His estranged son, Ronan Farrow, shared a Pulitzer prize for his New Yorker investigations into alleged serial abuser Harvey Weinstein. Meanwhile, many of the actors Allen has cast—including Greta Gerwig, Ellen Page, and Timothy Chalamet—have expressed various forms of regret about working with the director in spite of the allegations from his adopted daughter, Dylan Farrow, that he sexually abused her 25 years ago. Allen was never formally charged, though the judge in the New York case described the Allen’s behavior towards Dylan as “grossly inappropriate.”

Last night, Allen finally broke his silence on the topic on the Argentinian news program Periodismo Para Todos, “journalism for all.” Investigative journalist Jorge Lanata interviewed Allen on a range of topics from the allegations facing him as well as the Me Too movement at large. And Allen had much to say.

On the allegations coming from Dylan Farrow, Allen says he was distressed that they had been resurfaced in the wake of the Me Too movement.

Of course not, I mean this is just so crazy. This is something that has been thoroughly looked at 25 years ago by all the authorities and everybody came to the conclusion that it was untrue. And that was the end and I’ve gone on with my life. For it to come back now, it’s a terrible thing to accuse a person of. I’m a man with a family and my own children. So of course it’s upsetting.

On the topic of Me Too, Allen said he should be considered “the poster boy for the Me Too movement” thanks to the lack of allegations from actresses he has worked with.

I think in any situation where anyone is accused of someone unjustly, this is a sad thing. I think everybody would agree with that … Everyone wants justice to be done. If there is something like the Me Too movement now, you root for them, you want them to bring to justice these terrible harassers, these people who do all these terrible things. And I think that’s a good thing.

What bothers me is that I get linked with them. People who have been accused by 20 women, 50 women, 100 women of abuse and abuse and abuse— and I, who was only accused by one woman in a child custody case which was looked at and proven to be untrue, I get lumped in with these people.

As I say I’m a big advocate of the Me Too movement. I feel when they find people who harass innocent women and men, it’s a good thing that they’re exposing them. But you know I, I should be the poster boy for the Me Too movement. Because I have worked in movies for 50 years. I’ve worked with hundreds of actresses and not a single one—big ones, famous ones, ones starting out—have ever ever suggested any kind of impropriety at all. I’ve always had a wonderful record with them.

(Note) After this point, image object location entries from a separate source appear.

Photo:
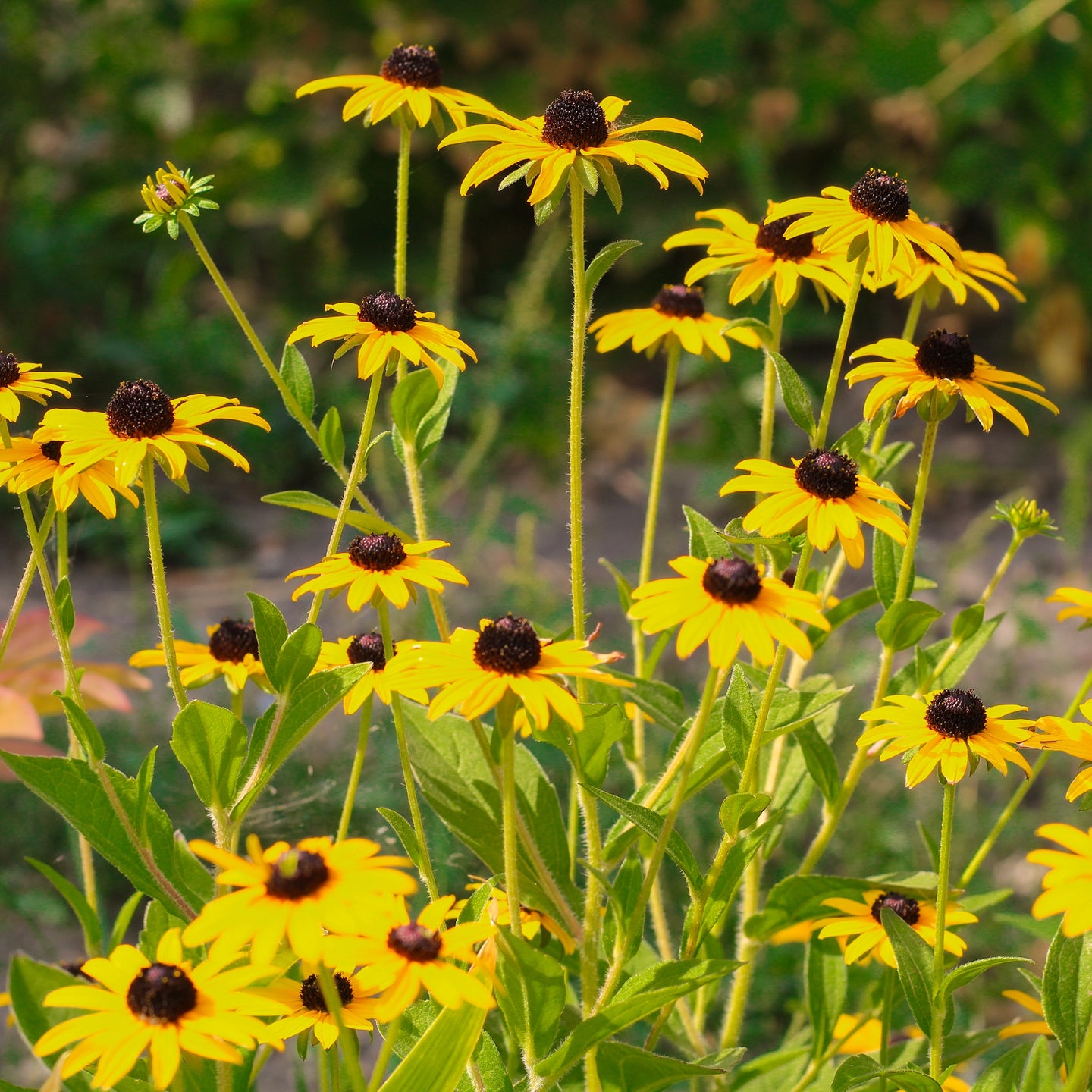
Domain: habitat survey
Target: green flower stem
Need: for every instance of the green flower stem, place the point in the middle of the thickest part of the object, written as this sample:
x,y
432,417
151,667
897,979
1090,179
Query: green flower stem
x,y
356,475
1010,809
937,1031
354,774
836,364
159,579
400,731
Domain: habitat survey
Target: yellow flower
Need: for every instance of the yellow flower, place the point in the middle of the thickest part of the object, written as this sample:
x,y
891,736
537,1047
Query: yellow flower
x,y
1067,887
476,670
950,730
410,77
294,893
141,419
576,126
677,315
33,463
878,206
365,649
232,651
400,956
379,563
760,253
943,362
861,922
17,381
824,488
381,325
726,603
165,1007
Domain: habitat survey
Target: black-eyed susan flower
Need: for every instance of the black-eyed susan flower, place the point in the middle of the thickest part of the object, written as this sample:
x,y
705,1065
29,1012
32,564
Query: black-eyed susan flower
x,y
163,1007
760,253
400,956
294,891
142,419
379,563
576,126
726,603
950,730
410,77
943,362
476,670
1067,887
365,649
861,921
17,380
32,463
232,652
824,489
384,323
877,206
677,314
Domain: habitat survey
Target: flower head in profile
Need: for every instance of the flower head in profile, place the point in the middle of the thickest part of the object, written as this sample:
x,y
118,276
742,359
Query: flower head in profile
x,y
726,603
760,253
943,362
409,86
476,670
824,489
365,649
17,380
163,1007
399,956
379,563
294,891
575,128
877,206
677,315
949,730
141,419
232,652
861,920
384,323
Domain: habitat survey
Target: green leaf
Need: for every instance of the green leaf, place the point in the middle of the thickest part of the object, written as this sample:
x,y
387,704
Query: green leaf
x,y
642,995
211,744
297,378
331,438
905,623
601,263
795,394
77,902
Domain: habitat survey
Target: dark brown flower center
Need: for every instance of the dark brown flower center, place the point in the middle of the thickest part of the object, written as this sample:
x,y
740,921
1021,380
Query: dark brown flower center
x,y
233,642
162,994
680,302
827,474
312,997
367,649
509,645
377,553
296,874
771,236
412,67
943,355
414,943
9,369
139,409
957,714
881,196
732,580
575,121
902,905
388,312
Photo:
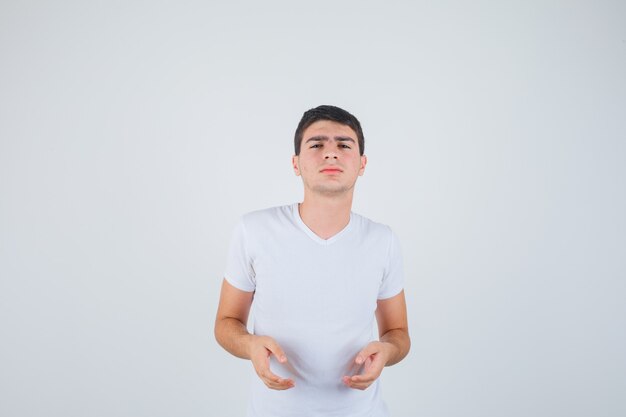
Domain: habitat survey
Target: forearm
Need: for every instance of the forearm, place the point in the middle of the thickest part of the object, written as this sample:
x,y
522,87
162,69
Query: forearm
x,y
400,342
233,336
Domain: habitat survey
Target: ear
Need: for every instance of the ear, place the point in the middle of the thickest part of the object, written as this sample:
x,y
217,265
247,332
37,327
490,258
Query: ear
x,y
363,163
294,164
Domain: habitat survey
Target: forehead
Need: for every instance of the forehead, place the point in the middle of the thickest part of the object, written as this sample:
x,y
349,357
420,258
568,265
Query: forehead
x,y
328,128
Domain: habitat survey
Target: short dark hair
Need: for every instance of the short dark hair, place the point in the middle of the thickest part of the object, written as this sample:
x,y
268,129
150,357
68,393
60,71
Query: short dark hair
x,y
332,113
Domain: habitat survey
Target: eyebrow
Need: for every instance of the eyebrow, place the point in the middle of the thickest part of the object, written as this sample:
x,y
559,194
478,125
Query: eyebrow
x,y
325,139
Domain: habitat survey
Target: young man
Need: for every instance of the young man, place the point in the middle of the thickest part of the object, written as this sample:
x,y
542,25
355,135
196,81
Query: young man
x,y
318,274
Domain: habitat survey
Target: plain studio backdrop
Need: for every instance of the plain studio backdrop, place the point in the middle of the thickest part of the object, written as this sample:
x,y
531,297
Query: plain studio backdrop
x,y
134,135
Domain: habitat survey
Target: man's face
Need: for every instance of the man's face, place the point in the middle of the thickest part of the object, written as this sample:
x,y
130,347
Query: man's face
x,y
329,160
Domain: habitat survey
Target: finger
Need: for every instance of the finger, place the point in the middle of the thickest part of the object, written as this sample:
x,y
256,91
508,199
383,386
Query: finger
x,y
367,351
280,384
356,384
276,350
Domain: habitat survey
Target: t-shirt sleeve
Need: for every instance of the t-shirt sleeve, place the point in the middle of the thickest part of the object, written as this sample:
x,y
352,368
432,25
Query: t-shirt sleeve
x,y
239,270
393,278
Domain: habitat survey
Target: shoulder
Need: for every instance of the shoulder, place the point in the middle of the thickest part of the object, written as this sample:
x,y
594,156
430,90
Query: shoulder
x,y
370,229
261,220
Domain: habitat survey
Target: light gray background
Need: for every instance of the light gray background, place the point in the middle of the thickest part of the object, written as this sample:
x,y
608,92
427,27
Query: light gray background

The interview also covered Allen’s iconic (and now, somewhat problematic) film Manhattan, which features a young girl, played by Mariel Hemingway who enters a relationship with a man many years her senior, played by Allen.

When I made Manhattan, Marshall Brickman and I who wrote the script, we just thought it was funny. We though it’d give us an opportunity to make many jokes, you know with an older man and a younger woman—we thought constantly making jokes where the girl doesn’t know what the man is talking about and where his references are his generation’s and her references are hers. But that was all we thought, we thought it was a funny idea.”